The church eventually emptied, Athelstan’s reassurances ringing hollow along the nave. Once they were gone the friar slumped down at the base of a pillar and stared at the rood screen. Beyond it Hugh of Hornsey sheltered in sanctuary but Athelstan could not go there, not yet. He simply did not have the strength for more interrogation, more lies and sly evasions. Perhaps he should go across to the priest’s house and open that flask of wine Cranston had given him as a Yuletide gift. He would drink the rich red juice until sleep swallowed him.

‘Father?’

He glanced up. Benedicta was standing just behind him. ‘I thought you had left with the rest?’

‘You look tired, Father. Why not go to your house? I have left you a stew, rich and brown, the meat soft and minced, or you could eat at my house. I have wine?’ Athelstan held her gaze. ‘We could talk, plot what to do for poor Pike and Watkin.’

‘An invitation which cannot be resisted,’ Athelstan replied, clambering to his feet. ‘I am tired, I am lonely and I am angry.’

‘Father!’ Ranulf the rat-catcher came hurrying up the nave, banging the door behind him. ‘Father, I have to do a great ratting tonight in the cellars of a merchant’s house. He has offered me good silver. I need …’ The rat-catcher paused at the look on Athelstan’s face and glanced at Benedicta. ‘I am sorry,’ he muttered. Athelstan studied his peaked-white face peeping out of the stiffened tarred hood. Once again the friar was struck by the likeness between Ranulf and his two ferrets, Ferox and Audax. He abruptly leaned forward and pulled back the rat-catcher’s hood, studying his scrawny scalp and lined cheeks. ‘Father, what have I done?’

‘Nothing,’ Athelstan smiled, ‘except remind me that I am your priest.
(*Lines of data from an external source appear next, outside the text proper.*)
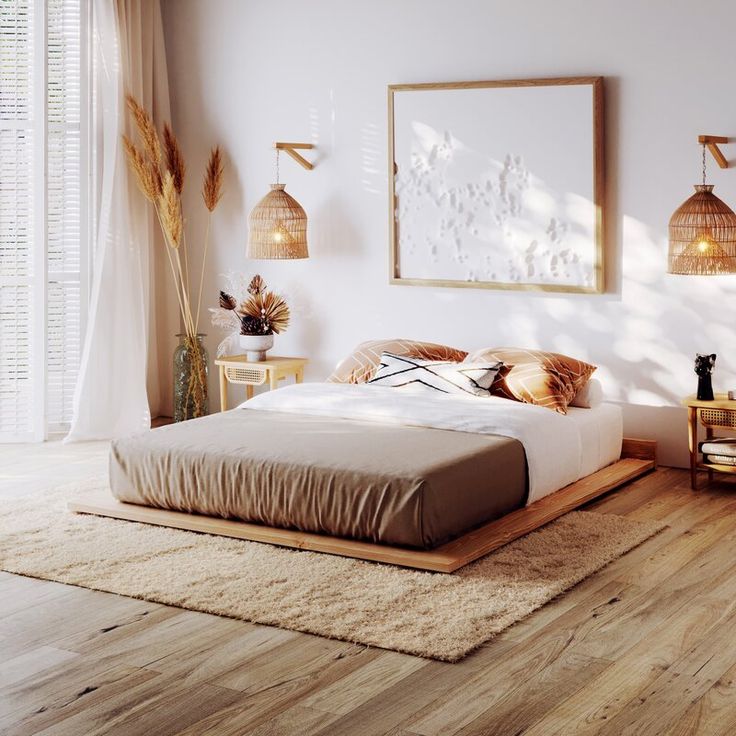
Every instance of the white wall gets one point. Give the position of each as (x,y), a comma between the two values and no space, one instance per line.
(246,73)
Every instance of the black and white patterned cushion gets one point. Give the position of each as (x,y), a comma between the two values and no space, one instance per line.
(398,371)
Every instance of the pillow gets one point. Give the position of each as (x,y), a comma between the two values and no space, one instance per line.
(537,377)
(400,371)
(361,364)
(589,396)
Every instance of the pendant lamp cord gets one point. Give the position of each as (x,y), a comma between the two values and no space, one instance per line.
(703,164)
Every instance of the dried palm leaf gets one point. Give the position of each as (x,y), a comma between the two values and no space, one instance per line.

Ranulf, Benedicta, angels come in many forms. Now, Benedicta, fetch the holy water stoup from the sacristy. Let’s give Ferox and Audax the holiest of blessings.’ The widow woman hurried away. Athelstan stepped closer. ‘You are not really here about the ferrets, God save them, are you, Ranulf?’ The rat-catcher glared unblinkingly back. ‘You were there tonight, weren’t you, disguised as an Earthworm?’ Athelstan pointed to Ranulf’s head. ‘I can see the remains of the mask. What where you? The Jackdaw, the Magpie? Sir John has told me all about the Earthworms and their eerie disguises.’